La Fondation allemande pour la recherche a également lancé des appels de fonds axés sur la durabilité et la qualité des logiciels. Et aux Pays-Bas, il y a eu une augmentation des embauches car l’attention s’est tournée vers le besoin de logiciels de recherche de qualité, explique Maaike de Jong, responsable de la communauté scientifique au Netherlands eScience Center à Amsterdam, qui soutient les logiciels de recherche par le financement de projets et la formation. . Les effectifs ont presque doublé au cours des trois dernières années, estime-t-elle. Il y a tout le temps des entretiens d’embauche.

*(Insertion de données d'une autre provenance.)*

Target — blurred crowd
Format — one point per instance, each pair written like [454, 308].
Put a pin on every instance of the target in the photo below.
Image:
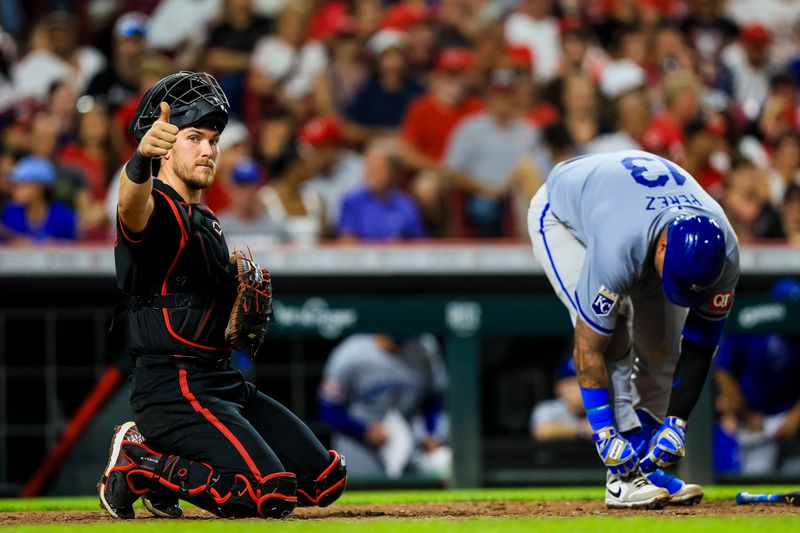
[375, 120]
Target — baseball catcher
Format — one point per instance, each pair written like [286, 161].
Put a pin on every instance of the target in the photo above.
[201, 433]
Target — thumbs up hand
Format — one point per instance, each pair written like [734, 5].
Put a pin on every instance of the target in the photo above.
[161, 136]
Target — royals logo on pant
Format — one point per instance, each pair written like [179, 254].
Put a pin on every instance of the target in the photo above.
[604, 302]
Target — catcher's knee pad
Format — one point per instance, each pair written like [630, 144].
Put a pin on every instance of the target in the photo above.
[149, 469]
[326, 487]
[274, 496]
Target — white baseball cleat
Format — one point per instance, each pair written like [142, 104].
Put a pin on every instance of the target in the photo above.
[634, 492]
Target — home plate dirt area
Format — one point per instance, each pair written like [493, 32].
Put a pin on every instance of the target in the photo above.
[566, 509]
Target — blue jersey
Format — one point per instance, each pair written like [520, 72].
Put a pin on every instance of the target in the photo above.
[617, 204]
[369, 381]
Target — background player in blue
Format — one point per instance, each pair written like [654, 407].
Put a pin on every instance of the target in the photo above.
[382, 397]
[646, 263]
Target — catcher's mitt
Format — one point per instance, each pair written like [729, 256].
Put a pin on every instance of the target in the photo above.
[252, 309]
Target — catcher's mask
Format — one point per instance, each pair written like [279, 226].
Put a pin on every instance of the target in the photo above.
[194, 98]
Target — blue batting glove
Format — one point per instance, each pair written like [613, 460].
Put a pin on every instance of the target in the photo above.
[616, 452]
[667, 446]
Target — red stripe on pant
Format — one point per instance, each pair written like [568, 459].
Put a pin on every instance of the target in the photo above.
[208, 415]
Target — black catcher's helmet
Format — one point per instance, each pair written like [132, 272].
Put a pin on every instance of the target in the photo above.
[193, 97]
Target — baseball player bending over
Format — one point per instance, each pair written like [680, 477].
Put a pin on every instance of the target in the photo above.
[201, 432]
[646, 263]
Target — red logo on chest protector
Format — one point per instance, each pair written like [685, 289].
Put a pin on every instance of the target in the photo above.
[721, 301]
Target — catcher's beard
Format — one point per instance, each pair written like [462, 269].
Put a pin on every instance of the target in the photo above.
[197, 174]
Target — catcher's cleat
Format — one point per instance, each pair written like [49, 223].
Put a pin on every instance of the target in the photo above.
[162, 505]
[116, 497]
[680, 492]
[634, 492]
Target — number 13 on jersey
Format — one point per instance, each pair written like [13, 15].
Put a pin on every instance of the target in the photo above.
[652, 171]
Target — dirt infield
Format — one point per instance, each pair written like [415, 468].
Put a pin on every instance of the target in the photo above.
[461, 510]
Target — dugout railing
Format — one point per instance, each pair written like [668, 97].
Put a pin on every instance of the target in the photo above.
[57, 304]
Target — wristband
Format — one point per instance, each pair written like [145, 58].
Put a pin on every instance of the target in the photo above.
[598, 410]
[139, 168]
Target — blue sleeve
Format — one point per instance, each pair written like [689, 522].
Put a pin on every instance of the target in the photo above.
[416, 229]
[63, 223]
[337, 417]
[432, 409]
[703, 330]
[347, 217]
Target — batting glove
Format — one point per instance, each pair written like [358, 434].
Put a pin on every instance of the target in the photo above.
[616, 452]
[667, 446]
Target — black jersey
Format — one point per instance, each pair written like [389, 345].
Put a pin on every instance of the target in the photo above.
[175, 275]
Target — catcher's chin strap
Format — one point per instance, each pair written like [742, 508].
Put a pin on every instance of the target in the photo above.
[327, 487]
[273, 496]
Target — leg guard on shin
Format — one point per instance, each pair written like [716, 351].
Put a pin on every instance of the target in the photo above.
[326, 487]
[150, 469]
[274, 496]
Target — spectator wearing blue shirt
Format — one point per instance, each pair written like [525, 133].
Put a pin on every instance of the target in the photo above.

Mais comme toujours, les besoins l’emportent sur les financements. Dans le cadre de son investissement, le gouvernement néerlandais fournit des fonds pour créer des centres de compétences numériques dans les universités du pays, dont beaucoup embauchent des RSE, explique de Jong. Mais les prix étaient plafonnés à 250 000 (263 000 $) par organisme de recherche, juste assez pour embaucher une ou deux personnes pendant quelques années. Le chemin est encore long, conclut-elle.